Synthesis of nanoparticles has gained great significance during the last few years due to their unique properties and application  . Chemical methods are among the most important approaches in metallic nanoparticles synthesis. However, these methods use high cost and toxic reagents as reducing and stabilizing agents  . Currently, there is a growing need to develop inexpensive and environmentally friendly nanoparticles synthesis processes that do not use toxic chemicals in the synthesis protocol  . Today, synthesis of nanoparticles is carried out mainly on biological systems such as bacteria  , fungi  , yeast  , algae  and plant extracts  . In microorganism-mediated methods, the synthesis reaction takes a long time (24 - 124 h) and the process of sub-culturing cell cultures is time-consuming   , whereas in plant-mediated methods, reaction time is greatly short and cultivation of microbial cells step is eliminated, also no need to focus on cross contamination as like microbes.

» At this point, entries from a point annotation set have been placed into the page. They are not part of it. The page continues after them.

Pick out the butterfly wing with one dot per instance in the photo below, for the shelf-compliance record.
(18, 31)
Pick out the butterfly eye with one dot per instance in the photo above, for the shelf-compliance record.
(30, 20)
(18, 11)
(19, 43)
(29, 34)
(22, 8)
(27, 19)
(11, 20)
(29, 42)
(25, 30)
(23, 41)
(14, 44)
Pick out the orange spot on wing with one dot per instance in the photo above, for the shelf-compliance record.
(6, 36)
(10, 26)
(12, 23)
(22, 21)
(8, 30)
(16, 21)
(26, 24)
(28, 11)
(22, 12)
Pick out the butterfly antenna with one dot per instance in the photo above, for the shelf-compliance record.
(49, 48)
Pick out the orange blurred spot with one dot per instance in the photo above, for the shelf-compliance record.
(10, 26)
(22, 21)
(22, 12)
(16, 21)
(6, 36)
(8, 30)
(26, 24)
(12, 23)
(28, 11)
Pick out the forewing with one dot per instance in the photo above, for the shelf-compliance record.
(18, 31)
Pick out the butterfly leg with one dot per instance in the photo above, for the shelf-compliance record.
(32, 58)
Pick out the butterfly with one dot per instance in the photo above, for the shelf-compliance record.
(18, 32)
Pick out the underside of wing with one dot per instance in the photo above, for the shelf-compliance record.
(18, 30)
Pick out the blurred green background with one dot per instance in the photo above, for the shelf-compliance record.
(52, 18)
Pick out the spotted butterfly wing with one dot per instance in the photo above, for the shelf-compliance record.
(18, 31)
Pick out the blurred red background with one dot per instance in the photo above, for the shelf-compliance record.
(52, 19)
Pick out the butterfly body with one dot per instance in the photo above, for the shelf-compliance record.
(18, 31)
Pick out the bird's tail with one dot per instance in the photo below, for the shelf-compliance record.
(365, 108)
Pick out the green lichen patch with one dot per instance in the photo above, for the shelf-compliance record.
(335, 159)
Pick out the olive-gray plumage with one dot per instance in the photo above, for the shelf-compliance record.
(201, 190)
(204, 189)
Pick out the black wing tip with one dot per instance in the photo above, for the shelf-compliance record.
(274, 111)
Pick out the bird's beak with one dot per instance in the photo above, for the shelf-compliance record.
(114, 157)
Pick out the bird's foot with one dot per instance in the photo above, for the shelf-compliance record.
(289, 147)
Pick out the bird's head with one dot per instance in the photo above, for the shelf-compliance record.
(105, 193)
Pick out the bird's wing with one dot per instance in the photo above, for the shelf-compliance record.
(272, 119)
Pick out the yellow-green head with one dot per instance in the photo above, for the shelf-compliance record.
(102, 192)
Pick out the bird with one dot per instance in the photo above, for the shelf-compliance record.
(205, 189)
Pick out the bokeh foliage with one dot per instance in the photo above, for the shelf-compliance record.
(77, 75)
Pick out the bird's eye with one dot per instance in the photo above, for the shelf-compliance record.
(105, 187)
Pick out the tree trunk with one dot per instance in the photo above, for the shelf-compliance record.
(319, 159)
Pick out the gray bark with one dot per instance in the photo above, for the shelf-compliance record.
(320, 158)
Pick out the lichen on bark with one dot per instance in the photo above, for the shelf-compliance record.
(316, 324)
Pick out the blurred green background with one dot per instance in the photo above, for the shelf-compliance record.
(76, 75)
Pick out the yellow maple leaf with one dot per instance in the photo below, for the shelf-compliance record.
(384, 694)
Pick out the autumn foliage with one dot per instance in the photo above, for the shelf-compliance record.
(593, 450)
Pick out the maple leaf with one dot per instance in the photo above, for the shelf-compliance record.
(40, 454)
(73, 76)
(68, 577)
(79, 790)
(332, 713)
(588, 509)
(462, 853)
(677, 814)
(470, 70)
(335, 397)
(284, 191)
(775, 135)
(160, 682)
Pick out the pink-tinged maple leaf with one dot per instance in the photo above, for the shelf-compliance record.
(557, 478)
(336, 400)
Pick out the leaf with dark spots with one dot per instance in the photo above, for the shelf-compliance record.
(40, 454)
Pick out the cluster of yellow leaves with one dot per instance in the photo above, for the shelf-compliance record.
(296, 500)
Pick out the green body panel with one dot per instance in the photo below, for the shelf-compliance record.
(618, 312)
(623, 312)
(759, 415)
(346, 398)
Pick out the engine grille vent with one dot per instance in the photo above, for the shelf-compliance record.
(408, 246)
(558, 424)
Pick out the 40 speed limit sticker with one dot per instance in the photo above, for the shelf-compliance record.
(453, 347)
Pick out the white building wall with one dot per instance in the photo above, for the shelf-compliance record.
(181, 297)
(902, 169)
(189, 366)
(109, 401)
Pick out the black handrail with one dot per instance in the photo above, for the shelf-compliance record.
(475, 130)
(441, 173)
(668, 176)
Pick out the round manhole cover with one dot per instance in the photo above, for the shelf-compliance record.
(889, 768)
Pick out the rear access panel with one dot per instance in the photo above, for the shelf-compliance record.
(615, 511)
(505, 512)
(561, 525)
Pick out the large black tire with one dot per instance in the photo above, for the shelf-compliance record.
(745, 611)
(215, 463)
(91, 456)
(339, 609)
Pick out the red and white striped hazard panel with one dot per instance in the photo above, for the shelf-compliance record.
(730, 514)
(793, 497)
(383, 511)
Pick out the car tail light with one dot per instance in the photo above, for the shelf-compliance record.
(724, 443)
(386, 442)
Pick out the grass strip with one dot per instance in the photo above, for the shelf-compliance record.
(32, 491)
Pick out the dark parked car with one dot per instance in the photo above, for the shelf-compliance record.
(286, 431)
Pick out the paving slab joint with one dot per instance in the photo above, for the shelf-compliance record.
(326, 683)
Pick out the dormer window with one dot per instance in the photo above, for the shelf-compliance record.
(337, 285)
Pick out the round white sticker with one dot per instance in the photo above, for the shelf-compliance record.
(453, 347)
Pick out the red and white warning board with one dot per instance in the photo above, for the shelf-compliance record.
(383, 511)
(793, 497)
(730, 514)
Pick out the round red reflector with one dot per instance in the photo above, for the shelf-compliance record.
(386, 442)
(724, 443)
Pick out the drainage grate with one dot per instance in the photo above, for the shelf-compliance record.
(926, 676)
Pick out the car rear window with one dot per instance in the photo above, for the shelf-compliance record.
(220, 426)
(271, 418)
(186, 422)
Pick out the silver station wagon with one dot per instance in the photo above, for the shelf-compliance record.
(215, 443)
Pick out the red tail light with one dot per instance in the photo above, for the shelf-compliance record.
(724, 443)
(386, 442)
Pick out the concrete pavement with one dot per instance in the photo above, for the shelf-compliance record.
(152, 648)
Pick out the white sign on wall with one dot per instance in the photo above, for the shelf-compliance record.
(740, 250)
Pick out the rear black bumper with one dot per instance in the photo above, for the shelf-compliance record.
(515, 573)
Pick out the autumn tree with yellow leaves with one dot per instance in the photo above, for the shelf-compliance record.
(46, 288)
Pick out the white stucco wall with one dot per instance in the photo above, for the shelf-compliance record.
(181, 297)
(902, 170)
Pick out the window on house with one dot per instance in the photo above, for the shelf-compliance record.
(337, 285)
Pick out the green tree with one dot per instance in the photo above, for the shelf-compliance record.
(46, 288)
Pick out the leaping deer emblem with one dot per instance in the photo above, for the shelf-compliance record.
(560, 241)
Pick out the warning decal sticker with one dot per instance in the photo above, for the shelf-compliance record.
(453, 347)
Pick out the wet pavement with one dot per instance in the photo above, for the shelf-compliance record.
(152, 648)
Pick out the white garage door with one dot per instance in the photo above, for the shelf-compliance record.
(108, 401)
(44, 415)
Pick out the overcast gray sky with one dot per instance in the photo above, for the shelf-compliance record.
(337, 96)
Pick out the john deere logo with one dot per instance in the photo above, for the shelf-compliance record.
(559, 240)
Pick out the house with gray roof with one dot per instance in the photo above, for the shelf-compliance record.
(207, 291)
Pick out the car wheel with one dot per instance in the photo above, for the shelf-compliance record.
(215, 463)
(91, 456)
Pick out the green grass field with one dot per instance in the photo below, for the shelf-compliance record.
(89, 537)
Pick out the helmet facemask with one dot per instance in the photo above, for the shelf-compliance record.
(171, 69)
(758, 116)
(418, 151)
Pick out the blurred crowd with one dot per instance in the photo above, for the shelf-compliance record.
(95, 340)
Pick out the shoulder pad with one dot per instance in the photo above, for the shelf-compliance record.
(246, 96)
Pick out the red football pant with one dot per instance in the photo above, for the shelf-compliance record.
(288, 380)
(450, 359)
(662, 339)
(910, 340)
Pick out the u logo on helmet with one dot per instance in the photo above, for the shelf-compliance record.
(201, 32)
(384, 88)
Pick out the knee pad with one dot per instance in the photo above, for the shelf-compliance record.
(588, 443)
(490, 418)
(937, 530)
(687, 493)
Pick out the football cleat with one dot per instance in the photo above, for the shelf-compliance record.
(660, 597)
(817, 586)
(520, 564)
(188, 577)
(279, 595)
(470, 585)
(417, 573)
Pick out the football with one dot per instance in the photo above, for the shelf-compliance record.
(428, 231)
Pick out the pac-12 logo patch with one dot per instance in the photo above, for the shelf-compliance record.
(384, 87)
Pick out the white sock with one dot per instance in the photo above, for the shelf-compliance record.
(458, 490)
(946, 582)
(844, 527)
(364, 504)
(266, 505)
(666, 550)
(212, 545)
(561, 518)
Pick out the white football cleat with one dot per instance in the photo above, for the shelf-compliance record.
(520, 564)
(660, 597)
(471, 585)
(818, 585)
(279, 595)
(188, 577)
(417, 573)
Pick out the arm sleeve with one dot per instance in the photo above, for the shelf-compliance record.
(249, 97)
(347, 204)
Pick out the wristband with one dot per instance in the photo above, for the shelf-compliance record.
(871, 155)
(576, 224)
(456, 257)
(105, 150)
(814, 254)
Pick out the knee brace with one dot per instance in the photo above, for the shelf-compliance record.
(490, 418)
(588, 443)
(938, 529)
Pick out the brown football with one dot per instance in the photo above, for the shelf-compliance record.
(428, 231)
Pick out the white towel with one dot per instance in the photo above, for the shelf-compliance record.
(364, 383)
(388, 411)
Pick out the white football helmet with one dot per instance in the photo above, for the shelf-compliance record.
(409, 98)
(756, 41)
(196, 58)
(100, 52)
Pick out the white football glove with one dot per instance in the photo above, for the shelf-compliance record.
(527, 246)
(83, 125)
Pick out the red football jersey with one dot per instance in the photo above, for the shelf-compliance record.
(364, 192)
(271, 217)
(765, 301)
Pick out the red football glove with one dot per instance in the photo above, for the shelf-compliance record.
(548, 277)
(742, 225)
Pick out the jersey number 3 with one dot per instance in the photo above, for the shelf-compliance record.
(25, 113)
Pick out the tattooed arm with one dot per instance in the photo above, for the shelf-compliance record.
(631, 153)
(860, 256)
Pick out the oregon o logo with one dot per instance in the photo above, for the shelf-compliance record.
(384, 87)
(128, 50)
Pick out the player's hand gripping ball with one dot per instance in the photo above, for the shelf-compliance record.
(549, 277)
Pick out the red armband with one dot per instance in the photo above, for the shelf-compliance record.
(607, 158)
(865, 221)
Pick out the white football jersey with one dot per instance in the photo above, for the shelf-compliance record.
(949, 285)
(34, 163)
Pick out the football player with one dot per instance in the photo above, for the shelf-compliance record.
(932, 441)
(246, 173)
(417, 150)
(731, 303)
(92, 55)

Although biosynthesis of nanoparticles using plant extracts has already been reported in various plants such as neem  , Aloe vera  , Cinnamomum camphora  , Rosa hybride  and Mulberry leaf  , there is still a lot of attention to this field because of the diversity and the high potential of plants as reducing agent in producing nanoparticles with different shapes. There are many solvents used for extracting the plant components for nanoparticles synthesis like methanol  ethanol  , diethyl ether, chloroform, ethyl acetate  and water    . As the research is focused on eco-friendly and low cost methods for synthesis of nanoparticles, it is always preferable to use water (aqueous solvent) for extraction procedures and preventing the use of toxic chemicals. Moreover, water is high polar solvent and it is very simple to extract the phytochemical compounds from plant leaves into medium. Recently, researchers have reported that the water soluble organic compounds present in the plant leaves extracts are found to be strong reducing agents for nanoparticles synthesis  . The water soluble organics and phenolics present in the plant extracts are mainly reducing agents to change silver ions to metallic AgNPs  . Phytochemical analyses of Zizyphus spina christi L leaf extract revealed the presence of phenolic, tannins, flavonoids, alkaloids and saponins. These phytochemical compounds in Zizyphus spina christi L. are strong reducing agents due to their abundant OH-groups that enhance their antibacterial and antioxidant activity  .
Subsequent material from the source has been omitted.